The death of the Hollywood icon Gene Hackman saddened millions and a legendary former detective who delivered him in his most famous screen of “The French Connection” feels his loss more than most.
“We were friends for more than 50 years,” said the retired detective from the New York Police Randy Jurgen, 91.
Jurgense with the actor in a warehouse in East 125th Street with a mandate: convert it to him and his equally little known co -star, Roy Schieder, in credible -credited drug police.
The tutorial results in a 1971 Hollywood box office success that would win five academy awards, including “Best Actor” for Hackman, “Best Film” and “Best Director” for William Friedkin.
“We joined almost instantly,” Jurgenen recalled. Part of his connection was the fact that both songs about his age to join the military as 16 -year -olds.
Jurgensen received a small part of speech as a sergeant of the New York Police in the film. But he led the persecution car in the iconic nail bite scene in which Hackman, playing the hard cargo detective Jimmy “Popeye” Doyle, rising to his possible murderer under 86 “El” Street in Bensonhurst of Brooklyn.
Hackman and Jurgensen approached Jurgen, Judy, the three children of Babysat Hackman.
Jurgensen helped transform Hackman and Schieder into credible versions of real -life NYPD detectives, Eddie Egan and Sonny Grosso, respectively, coining the actors to a real homicide scene, bars full of drugs and squads full of drug addicts. “
In the 1960s, Jurgensen was working as a police officer of simple clothing narcotics who consulted Harlem’s Underbelly, buying heroin of the dealership within the incomplete tents.
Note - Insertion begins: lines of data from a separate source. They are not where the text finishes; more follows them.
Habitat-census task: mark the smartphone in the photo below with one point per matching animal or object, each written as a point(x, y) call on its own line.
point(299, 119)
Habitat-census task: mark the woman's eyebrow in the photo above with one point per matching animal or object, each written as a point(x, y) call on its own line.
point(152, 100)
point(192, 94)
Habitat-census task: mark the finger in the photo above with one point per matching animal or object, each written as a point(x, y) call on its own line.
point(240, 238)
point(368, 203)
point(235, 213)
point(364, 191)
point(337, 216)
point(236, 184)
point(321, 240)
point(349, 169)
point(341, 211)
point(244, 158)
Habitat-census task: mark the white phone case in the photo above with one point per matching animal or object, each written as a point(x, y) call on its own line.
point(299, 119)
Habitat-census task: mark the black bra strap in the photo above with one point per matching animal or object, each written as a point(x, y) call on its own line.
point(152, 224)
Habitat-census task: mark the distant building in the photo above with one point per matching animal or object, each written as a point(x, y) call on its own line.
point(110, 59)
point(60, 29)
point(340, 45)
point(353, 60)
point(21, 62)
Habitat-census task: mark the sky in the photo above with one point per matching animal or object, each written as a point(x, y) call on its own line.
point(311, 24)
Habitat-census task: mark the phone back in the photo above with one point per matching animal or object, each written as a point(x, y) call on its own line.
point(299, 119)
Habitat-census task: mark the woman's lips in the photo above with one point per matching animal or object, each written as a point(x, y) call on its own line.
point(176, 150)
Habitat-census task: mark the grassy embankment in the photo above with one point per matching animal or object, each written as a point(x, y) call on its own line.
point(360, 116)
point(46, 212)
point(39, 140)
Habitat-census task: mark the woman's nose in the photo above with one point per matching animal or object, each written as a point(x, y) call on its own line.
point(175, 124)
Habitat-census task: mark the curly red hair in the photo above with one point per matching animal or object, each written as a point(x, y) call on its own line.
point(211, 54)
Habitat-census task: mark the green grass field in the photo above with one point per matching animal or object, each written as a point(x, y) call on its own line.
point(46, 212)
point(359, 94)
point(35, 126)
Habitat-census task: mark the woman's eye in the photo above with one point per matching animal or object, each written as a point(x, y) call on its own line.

It was assigned to help in the French connection connection of real life, an extensive investigation of an international drug counter ring.
By 1963, Egan and Grosso had seized 112 pounds of high -grade heroin. (That the cache and hundreds of pounds of other heroin and cocaine of the New York Police snacks are stolen).
Author Robin Moore would then write “the French connection: the most crucial narcotics investigation in the world”, the book that led to the script
Century Fox executives, Richard Zanuck and David Brown, summoned Egan, to the producer of Grasso Philip D’Anoni and Jurgensen Hollywood and an agreement was reached, with a condition that the film will be complete for less than $ 2 million. In October 1971 the film was released, $ 200,000 under budget.
Jurgensen Later Became The Lead Investigator in the Famed “Harlem Mosque” Case, The April 1972 Assassination of Nypt Patrolman Phillip Cardillo, A Homicide That Led Him to Co-Author, “Circle of Six: The True Story of New York and the Catked Catked Catked Catked Catked Gatked Cat Killer and Cop Killer and Cop Killer and Cop Killer and Catked Cat Killer and Gatked.
He had a parallel career in numerous Hollywood films and television programs as an actor and producer, including the 1980 film and Pacino “Cruising”, based on one of his New York police cases, and a role in the movie “Donnie Brasco” of 1997.
Egan died in 1995, Grosso in 2020, Schieder in 2008 and Hackman in February.
“Now I am,” Jurgenen said sadly, “the last detective of” French connection “Viva”.